Fast way to calculate Hessian matrix of model parameters in PyTorch

1.2k Views Asked by At

I want to calculate the Hessian matrix of a loss w.r.t. model parameters in PyTorch, but using torch.autograd.functional.hessian is not an option for me since it recomputes the model output and loss which I already have from previous calls. My current implementation is as follows:

import torch
import time

# Create model
model = torch.nn.Sequential(torch.nn.Linear(1, 100), torch.nn.Tanh(), torch.nn.Linear(100, 1))
num_param = sum(p.numel() for p in model.parameters())

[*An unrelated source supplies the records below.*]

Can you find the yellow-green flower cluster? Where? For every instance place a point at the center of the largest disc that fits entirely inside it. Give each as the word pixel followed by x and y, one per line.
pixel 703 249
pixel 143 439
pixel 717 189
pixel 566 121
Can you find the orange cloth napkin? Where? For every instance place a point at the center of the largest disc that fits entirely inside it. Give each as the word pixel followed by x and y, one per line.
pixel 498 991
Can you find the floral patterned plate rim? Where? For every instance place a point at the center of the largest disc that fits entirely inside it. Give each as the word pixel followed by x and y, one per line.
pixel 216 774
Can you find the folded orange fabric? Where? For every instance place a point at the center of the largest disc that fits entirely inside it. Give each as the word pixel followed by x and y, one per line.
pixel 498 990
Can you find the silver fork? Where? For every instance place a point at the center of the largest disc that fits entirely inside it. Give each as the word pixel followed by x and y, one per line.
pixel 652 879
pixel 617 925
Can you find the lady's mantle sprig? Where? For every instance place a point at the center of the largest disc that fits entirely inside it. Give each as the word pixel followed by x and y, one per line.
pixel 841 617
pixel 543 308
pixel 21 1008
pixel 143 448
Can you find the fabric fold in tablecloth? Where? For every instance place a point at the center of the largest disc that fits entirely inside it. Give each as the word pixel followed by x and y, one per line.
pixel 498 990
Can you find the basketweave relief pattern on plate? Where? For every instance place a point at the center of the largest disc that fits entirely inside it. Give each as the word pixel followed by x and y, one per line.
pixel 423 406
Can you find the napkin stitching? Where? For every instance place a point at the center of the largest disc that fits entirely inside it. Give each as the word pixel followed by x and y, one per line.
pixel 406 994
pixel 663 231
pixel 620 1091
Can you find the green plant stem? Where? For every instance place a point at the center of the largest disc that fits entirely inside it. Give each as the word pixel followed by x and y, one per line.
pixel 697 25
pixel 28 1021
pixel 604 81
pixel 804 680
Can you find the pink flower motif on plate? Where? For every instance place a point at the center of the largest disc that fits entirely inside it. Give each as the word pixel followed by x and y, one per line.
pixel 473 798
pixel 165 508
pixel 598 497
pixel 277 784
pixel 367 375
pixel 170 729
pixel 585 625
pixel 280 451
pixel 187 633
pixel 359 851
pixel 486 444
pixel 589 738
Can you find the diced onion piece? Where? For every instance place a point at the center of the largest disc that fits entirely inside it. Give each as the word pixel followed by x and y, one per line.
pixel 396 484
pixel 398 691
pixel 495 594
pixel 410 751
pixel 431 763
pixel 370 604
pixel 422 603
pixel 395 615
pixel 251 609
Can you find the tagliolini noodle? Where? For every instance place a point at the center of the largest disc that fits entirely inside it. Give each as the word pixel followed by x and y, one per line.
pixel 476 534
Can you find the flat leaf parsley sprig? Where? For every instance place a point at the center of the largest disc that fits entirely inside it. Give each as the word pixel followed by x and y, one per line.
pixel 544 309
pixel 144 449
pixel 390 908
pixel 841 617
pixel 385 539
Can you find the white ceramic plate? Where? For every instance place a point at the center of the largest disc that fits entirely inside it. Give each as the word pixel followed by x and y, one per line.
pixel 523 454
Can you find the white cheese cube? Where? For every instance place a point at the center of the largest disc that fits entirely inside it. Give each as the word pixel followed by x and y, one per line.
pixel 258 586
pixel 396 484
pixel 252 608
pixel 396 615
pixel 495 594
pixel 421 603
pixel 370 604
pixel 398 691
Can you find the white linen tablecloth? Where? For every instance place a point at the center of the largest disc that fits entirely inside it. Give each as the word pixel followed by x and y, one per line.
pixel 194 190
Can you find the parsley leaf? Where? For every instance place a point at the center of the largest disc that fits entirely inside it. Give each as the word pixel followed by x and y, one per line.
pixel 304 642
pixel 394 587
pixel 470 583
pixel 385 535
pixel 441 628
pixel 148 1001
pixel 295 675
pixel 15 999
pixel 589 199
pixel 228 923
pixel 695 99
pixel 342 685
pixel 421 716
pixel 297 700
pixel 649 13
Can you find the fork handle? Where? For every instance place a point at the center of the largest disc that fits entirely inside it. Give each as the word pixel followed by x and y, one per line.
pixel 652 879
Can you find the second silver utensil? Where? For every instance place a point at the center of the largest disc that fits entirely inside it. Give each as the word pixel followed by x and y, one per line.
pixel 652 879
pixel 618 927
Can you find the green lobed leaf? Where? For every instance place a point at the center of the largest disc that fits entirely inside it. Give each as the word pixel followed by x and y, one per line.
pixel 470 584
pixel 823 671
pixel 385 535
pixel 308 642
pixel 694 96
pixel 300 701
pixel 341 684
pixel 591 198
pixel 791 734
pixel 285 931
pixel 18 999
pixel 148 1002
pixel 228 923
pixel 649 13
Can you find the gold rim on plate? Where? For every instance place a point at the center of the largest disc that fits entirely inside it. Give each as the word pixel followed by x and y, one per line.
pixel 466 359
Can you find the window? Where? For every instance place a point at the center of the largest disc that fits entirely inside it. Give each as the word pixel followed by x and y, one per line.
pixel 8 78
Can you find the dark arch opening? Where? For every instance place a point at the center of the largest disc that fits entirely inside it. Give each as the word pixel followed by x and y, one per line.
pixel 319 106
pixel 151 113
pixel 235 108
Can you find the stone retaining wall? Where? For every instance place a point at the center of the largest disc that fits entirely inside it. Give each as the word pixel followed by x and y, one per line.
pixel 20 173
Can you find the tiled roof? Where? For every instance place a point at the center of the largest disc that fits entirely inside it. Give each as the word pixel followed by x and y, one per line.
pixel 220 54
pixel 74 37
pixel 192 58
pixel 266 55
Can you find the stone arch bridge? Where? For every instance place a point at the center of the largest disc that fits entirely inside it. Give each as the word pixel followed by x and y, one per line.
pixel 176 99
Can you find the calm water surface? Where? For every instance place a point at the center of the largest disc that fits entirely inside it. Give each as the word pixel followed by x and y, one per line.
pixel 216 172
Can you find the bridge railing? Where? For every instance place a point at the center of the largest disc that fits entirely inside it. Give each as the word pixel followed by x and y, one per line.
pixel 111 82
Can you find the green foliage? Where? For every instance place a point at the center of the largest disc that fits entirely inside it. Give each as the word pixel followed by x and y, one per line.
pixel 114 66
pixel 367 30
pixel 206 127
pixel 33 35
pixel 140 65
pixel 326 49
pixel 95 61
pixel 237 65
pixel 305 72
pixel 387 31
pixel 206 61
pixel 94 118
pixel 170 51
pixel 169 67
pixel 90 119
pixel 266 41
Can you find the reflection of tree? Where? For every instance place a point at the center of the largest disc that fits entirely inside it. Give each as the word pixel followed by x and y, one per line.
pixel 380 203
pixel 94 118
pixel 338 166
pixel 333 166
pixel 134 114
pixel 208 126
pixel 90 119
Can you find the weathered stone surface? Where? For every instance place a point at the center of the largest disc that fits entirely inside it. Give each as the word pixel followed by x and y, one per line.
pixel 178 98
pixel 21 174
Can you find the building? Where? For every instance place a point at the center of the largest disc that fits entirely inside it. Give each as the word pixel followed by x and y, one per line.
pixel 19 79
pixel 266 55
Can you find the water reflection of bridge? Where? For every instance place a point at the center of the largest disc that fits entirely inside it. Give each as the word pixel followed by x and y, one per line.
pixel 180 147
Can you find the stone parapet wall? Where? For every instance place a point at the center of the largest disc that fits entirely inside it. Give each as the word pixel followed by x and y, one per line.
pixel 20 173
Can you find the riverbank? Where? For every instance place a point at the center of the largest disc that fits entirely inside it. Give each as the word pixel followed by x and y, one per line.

# Evaluate some loss on a random dataset
x = torch.rand((1000,1))
y = torch.rand((1000,1))
y_hat = model(x)
loss = ((y_hat - y)**2).mean()

''' Calculate Hessian '''
start = time.time()

# Allocate Hessian size
H = torch.zeros((num_param, num_param))

# Calculate Jacobian w.r.t. model parameters
J = torch.autograd.grad(loss, list(model.parameters()), create_graph=True)
J = torch.cat([e.flatten() for e in J]) # flatten

# Fill in Hessian
for i in range(num_param):
    result = torch.autograd.grad(J[i], list(model.parameters()), retain_graph=True)
    H[i] = torch.cat([r.flatten() for r in result]) # flatten

print(time.time() - start)

Is there any way to do this faster? Perhaps without using the for loop, since it is calling autograd.grad for every single model variable.

1

There are 1 best solutions below

0
Thomas Wagenaar On

One way to make it faster is using functorch.hessian (based on this issue), however it has to recompute the loss everytime a Hessian is calculated (while I already have access to the loss). Nevertheless, i'll post it for those that are interested. I still think it is far too slow.

import torch
from functorch import hessian
from torch.nn.utils import _stateless
import time

# Create model
model = torch.nn.Sequential(torch.nn.Linear(1, 100), torch.nn.Tanh(), torch.nn.Linear(100, 1))
num_param = sum(p.numel() for p in model.parameters())
names = list(n for n, _ in model.named_parameters())

# Create random dataset
x = torch.rand((1000,1))
y = torch.rand((1000,1))

# Define loss function
def loss(params):
    y_hat = _stateless.functional_call(model, {n: p for n, p in zip(names, params)}, x)
    return ((y_hat - y)**2).mean()

# Calculate Hessian
hessian_func = hessian(loss)

start = time.time()

H = hessian_func(tuple(model.parameters()))
H = torch.cat([torch.cat([e.flatten() for e in Hpart]) for Hpart in H]) # flatten
H = H.reshape(num_param, num_param)

print(time.time() - start)